Que devient notre système scolaire ?

La mutation du système scolaire français reflet de celle de notre société
Depuis le discours des Mureaux d’E. Macron, le projet de loi sur les séparatismes, appelé maintenant « projet de loi confortant le respect des principes de la République », a été adopté mardi 16 février 2021 à l’Assemblée nationale avec une majorité de 347 voix pour, 151 contre et 65 abstentions. Il doit maintenant passer devant le Sénat.
L’article 21, dont nous avons déjà parlé, portant sur la suppression de l’instruction en famille, a fait l’objet d’un débat passionné, puisque ce mode d’instruction était considéré comme un droit fondamental depuis la loi sur l’instruction obligatoire du 28 mars 1882.
A l’occasion de sa présentation à l’Assemblée, M. Blanquer a fait une intervention dont un passage a particulièrement attiré mon attention :
« La République n’est pas une formule. La République, c’est un contrat social de tous les jours, et l’école de la République joue un rôle central dans ce contrat social de tous les jours. Notre pays est dans une situation particulière vis-à-vis de l’école parce que l’école a été fondatrice du régime dans lequel nous sommes. Sans école de la République, il n’y a pas de République, et nous le mesurons tout particulièrement dans les circonstances actuelles, où nous pouvons dire chaque jour que l’école, c’est bon pour les enfants. Et que l’école est absolument indispensable pour la construction de l’enfant, comme pour la construction de la République. »
M.Blanquer avait déjà affirmé ce lien entre école et société : « L’avenir de notre pays se joue à l’école » affirme le résumé de son livre L’école de demain, paru en 2016 aux éditions Jacob. Dans l’introduction, était posée d’emblée la nécessité de faire évoluer notre système éducatif devant la remise en cause de notre modèle de société, liée par exemple au progrès technologique ou aux risques de déclin économique.
Oui, un système scolaire est adapté à un modèle de société. Chaque pays a développé un système qui lui était propre, et qui répondait autant à ses besoins qu’à sa vision de son avenir, ou de la place qu’il réservait à chacun. On peut aller relire l’article « école du socle et smic culturel »(1) sur ce point.
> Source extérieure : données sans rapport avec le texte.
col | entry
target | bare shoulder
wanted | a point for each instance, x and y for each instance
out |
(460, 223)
Mais quel est le modèle de société auquel l’école de M.Blanquer va préparer les générations nouvelles ? La République ? Vraiment ?
Ecole de la République : Instruction ou Éducation?
Ce discours de M.Blanquer fait résonner en nous toute une histoire, qui a ses racines dans une vision multiséculaire du système scolaire.
Condorcet, dans ses mémoires sur l’instruction de 1791(2), soulignait déjà qu’une instruction solide permettrait, entre autres, la continuité de la République, son adaptation, son évolution nécessaire. Des enfants instruits des lois, de leurs droits, avec une solide culture et une solide capacité de jugement, feront des citoyens qui seront capables de faire évoluer la Nation « en fonction des changements que le temps doit amener ».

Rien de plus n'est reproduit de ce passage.